The 28-year-old singer/songwriter Devendra Banhart has been the figurehead for the wave of “New Weird Americana,” also simply termed, “Freak Folk.” Now, under the banner of a major label, Banhart, whose persona seems to put the “freak” into folk, finds himself in an interesting crossroads.
Banhart had reached an artistic pinnacle with 2004’s Niño Rojo, a unique hybrid of traditional American folk music blended with British '60s folk rock (including a generous dose of early Marc Bolan), played with an unorthodox acoustic guitar style. Though 2005’s Cripple Crow gave his songs a more expansive sheen, it lacked the charm, innocence and eccentricity of his two previous full-length releases (Niño Rojo and the superb Rejoicing in the Hands). Nor, did his direction become clearer with his disappointing, sprawling 2007 release, Smokey Rolls Down Thunder Canyon, recorded in his then-Topanga Canyon/Los Angeles home.

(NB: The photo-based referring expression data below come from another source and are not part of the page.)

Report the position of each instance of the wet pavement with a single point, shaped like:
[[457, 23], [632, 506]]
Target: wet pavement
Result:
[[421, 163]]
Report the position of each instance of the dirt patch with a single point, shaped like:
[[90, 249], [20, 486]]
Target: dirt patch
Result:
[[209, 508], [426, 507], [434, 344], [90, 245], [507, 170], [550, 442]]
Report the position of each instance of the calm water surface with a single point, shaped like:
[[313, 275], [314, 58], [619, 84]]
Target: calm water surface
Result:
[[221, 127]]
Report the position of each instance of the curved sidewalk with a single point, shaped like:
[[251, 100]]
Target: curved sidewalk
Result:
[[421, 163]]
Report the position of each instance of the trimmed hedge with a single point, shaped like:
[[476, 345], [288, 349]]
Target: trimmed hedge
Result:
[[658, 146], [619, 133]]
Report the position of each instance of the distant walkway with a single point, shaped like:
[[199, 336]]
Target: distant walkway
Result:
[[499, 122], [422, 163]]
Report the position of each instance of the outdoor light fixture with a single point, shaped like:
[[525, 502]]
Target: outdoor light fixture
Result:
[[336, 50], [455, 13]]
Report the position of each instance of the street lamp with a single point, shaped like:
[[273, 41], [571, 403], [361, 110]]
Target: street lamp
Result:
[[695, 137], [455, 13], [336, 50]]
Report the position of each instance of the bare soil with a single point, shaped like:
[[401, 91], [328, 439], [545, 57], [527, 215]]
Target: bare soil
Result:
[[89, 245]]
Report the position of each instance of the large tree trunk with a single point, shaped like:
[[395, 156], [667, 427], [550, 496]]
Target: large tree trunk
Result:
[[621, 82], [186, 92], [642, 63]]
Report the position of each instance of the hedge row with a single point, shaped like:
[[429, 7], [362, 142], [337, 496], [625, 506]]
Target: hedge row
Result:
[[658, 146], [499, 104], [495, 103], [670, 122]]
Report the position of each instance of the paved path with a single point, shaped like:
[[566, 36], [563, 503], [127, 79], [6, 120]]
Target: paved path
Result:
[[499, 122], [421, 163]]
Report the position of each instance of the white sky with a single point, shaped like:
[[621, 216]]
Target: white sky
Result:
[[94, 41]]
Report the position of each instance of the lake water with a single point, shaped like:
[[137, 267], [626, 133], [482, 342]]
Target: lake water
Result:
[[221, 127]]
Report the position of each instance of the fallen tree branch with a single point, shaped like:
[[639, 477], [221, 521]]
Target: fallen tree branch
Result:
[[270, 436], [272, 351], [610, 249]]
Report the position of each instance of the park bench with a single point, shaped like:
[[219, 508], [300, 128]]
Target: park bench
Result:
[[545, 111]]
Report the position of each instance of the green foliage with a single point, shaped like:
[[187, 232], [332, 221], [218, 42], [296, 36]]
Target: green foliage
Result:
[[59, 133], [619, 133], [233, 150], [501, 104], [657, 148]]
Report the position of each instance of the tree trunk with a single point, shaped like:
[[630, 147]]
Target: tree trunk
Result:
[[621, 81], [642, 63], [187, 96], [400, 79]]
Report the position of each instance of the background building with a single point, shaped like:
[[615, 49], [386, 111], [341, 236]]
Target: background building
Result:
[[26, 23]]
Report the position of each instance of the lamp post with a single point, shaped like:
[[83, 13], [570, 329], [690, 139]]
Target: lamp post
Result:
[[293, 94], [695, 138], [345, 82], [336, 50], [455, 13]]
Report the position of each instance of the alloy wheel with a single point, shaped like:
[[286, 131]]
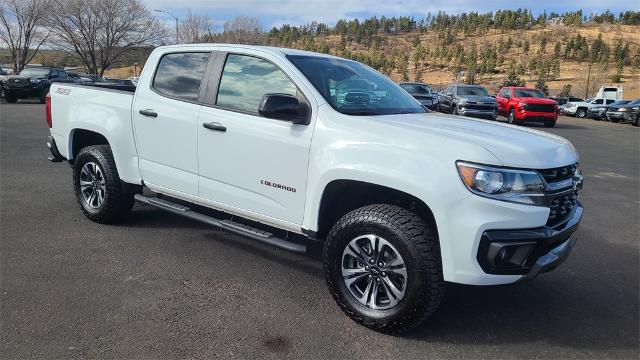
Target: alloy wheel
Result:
[[374, 272], [92, 185]]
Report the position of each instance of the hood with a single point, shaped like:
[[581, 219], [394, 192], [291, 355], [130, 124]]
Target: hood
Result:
[[533, 100], [514, 146], [477, 98]]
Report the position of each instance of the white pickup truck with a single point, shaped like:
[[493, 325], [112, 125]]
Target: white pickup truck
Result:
[[293, 148]]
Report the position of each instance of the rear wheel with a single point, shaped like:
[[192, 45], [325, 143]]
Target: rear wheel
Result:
[[382, 265], [97, 185], [511, 118]]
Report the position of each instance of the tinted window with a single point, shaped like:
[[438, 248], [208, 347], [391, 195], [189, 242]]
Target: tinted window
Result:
[[246, 79], [472, 91], [179, 75], [353, 88], [416, 89]]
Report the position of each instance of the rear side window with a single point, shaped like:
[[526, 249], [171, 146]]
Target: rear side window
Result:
[[179, 75], [246, 79]]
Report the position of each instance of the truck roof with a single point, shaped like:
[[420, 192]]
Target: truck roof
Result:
[[269, 49]]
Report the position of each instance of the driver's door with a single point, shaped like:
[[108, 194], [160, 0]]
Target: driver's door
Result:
[[248, 163]]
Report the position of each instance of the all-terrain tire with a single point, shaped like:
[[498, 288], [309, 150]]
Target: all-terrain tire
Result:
[[117, 200], [418, 245]]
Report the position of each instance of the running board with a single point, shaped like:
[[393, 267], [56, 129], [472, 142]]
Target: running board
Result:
[[231, 226]]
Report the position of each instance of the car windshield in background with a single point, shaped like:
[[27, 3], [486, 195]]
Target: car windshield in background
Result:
[[31, 72], [353, 88], [416, 89], [472, 91], [529, 93], [619, 103]]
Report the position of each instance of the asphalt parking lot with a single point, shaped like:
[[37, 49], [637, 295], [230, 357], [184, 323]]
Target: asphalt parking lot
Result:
[[160, 286]]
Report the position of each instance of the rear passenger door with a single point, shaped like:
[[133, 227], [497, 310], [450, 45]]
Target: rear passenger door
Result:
[[252, 165], [165, 119]]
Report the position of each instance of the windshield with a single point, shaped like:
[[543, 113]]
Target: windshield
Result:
[[529, 93], [472, 91], [34, 72], [353, 88], [416, 89]]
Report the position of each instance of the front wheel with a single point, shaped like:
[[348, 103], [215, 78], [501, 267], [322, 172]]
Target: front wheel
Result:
[[382, 265], [97, 186]]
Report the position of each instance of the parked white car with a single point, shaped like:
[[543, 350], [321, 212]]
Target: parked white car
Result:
[[400, 199], [580, 109]]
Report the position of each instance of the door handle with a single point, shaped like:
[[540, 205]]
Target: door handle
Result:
[[215, 126], [148, 112]]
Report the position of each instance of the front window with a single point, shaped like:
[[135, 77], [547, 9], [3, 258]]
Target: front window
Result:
[[35, 72], [418, 89], [529, 93], [246, 80], [353, 88], [472, 91]]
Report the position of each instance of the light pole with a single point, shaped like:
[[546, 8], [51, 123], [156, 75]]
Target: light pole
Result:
[[173, 16]]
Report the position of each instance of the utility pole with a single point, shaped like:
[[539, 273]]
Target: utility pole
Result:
[[175, 18], [586, 88]]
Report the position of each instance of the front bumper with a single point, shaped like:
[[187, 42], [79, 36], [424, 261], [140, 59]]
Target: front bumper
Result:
[[489, 113], [535, 116], [600, 114], [528, 252]]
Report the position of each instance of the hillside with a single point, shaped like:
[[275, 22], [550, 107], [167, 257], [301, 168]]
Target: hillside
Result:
[[439, 70]]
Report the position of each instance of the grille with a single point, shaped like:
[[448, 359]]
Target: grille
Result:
[[476, 106], [561, 207], [540, 107], [558, 174], [17, 82]]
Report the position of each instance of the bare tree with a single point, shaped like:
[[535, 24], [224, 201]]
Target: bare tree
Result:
[[21, 29], [194, 28], [242, 30], [99, 32]]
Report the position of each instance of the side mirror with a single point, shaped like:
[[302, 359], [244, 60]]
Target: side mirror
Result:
[[284, 107]]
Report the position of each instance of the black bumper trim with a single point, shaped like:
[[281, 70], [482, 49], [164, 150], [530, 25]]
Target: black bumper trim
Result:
[[531, 251], [53, 148]]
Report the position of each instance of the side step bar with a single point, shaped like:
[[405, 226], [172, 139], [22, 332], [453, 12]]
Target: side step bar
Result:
[[231, 226]]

With his sixth full-length recording, What Will We Be, employing his touring band, consisting of drummer/percussionist Greg Rogrove, bassist Luckey Remington, guitarist Rodrigo Armarante and guitarist/producer Noah Georgeson, Banhart has created a more focused, straight-forward offering. Perhaps much of the credit deservedly falls on co-producer Paul Butler, founding member of UK’s Band of Bees, who have created their own hybrid of 60’s-era influences in a contemporary sound. From the brief, cascading piano parts on the opening pop track, “Can’t Help But Smiling” to the Jefferson Airplane-like elements of the ironically-titled “Goin’ Back,” to the funky tribute, “16th & Valencia Roxy Music” (that sounds something like TV on the Radio covering Roxy Music’s “Love is the Drug”), Butler adds subtle flourishes, while maintaining a certain consistency to the record’s whole.
This doesn’t always pan out, however, when Banhart attempts to fold songs within songs. Where the Tropicalia sub-song works in the folk fabric of “Angelika,” it doesn’t quite fit in the pseudo-heavy, Zeppelin-esque “Rats.” In fact, the two songs that are book-ended in “Rats” are better on their own. His attempt at honoring early ska/rock steady music from the Studio 1 period falls short in the record’s closer, “Foolin’,” which sounds a bit too close to the kitsch of Blondie’s “The Tide is High.”
Despite these shortfalls, Banhart produces some amazing high points. The Brazilian-influenced, Spanish-sung “Brindo” is brilliant in its raw simplicity. And the quietly majestic “Meet Me at Lookout Point” blends a '60s SF/ Haight-Ashbury era arrangement with a Brian Wilson melancholy (as in “Surf’s Up”).
What Will We Be is a promising record that hedges Banhart’s more focused direction, without entirely shedding his oddball Freak Folk roots. As the title indicates, the album may be about the question of artistic identity. Hopefully by his next record, Banhart will more firmly find his – one excluding his affection for the occasional kitsch.